Mr. Castro took exception to some specific lines from Mr. Obama’s address. He slammed Mr. Obama for omitting the role of indigenous populations when the U.S. leader lauded the contribution of African slaves to the development of both countries. Mr. Castro also criticized Mr. Obama for failing to recognize the revolutionary government’s policies to eradicate racism. In Africa, Mr. Castro said, Cuba aided liberation movements in countries like Angola and Mozambique while the U.S. backed the apartheid government of South Africa.
“I don’t know what Obama has to say about this history,” Mr. Castro says before offering a “modest suggestion” to the U.S. president: “reflect and don’t try now to elaborate theories about Cuban politics.”

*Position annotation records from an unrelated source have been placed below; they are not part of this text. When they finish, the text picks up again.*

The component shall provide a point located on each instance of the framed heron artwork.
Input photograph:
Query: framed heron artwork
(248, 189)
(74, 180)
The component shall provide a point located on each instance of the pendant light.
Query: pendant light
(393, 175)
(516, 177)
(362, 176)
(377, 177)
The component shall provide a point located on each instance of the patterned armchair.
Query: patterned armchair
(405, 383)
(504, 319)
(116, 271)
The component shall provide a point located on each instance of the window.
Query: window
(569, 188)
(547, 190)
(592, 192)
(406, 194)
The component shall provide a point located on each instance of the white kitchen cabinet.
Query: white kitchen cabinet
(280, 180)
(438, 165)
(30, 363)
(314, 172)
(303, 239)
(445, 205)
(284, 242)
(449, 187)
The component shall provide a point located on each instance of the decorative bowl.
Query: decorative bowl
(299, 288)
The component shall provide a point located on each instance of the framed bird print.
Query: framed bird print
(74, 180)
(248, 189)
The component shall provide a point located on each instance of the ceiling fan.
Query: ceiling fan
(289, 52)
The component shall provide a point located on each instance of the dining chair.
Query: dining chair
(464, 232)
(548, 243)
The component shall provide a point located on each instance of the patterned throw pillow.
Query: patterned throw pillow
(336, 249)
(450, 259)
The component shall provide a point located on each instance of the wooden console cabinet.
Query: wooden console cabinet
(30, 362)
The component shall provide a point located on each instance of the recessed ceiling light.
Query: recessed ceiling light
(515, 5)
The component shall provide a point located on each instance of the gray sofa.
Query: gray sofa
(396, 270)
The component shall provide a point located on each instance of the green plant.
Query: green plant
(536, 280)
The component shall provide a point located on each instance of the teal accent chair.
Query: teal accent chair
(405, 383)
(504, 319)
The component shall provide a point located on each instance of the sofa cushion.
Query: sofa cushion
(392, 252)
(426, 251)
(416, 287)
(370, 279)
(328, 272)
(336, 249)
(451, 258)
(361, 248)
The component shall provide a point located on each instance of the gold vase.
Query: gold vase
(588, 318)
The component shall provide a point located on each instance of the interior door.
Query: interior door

Mr. Castro’s critical tone in Monday’s letter is likely to bolster Raúl Castro’s reputation as the pragmatic reformer taking Cuba onto a new path. “The brothers have crafted different roles for the international community: Fidel is the bad cop and Raul is the good cop,” said Mr. Arcos.
Mr. Obama’s speech has been distributed extensively on the island, according to dissident blogger Yoani Sanchez, who said that Cubans could find high-resolution videos of the address on memory drives that residents use to pass around information and skirt the government’s rigid Internet censorship.
Ms. Sanchez pointed to Mr. Castro’s insistence that Cuba didn’t need U.S. aid. Cash-strapped Cuba spends nearly $2 billion a year importing 80% of the food that its 11 million residents consume, she said in an online post.
Asked about Mr. Castro’s comments on Monday, White House press secretary Josh Earnest said the “fact that the former president felt so compelled to respond…is an indication of the significant impact of [President Obama’s] visit.”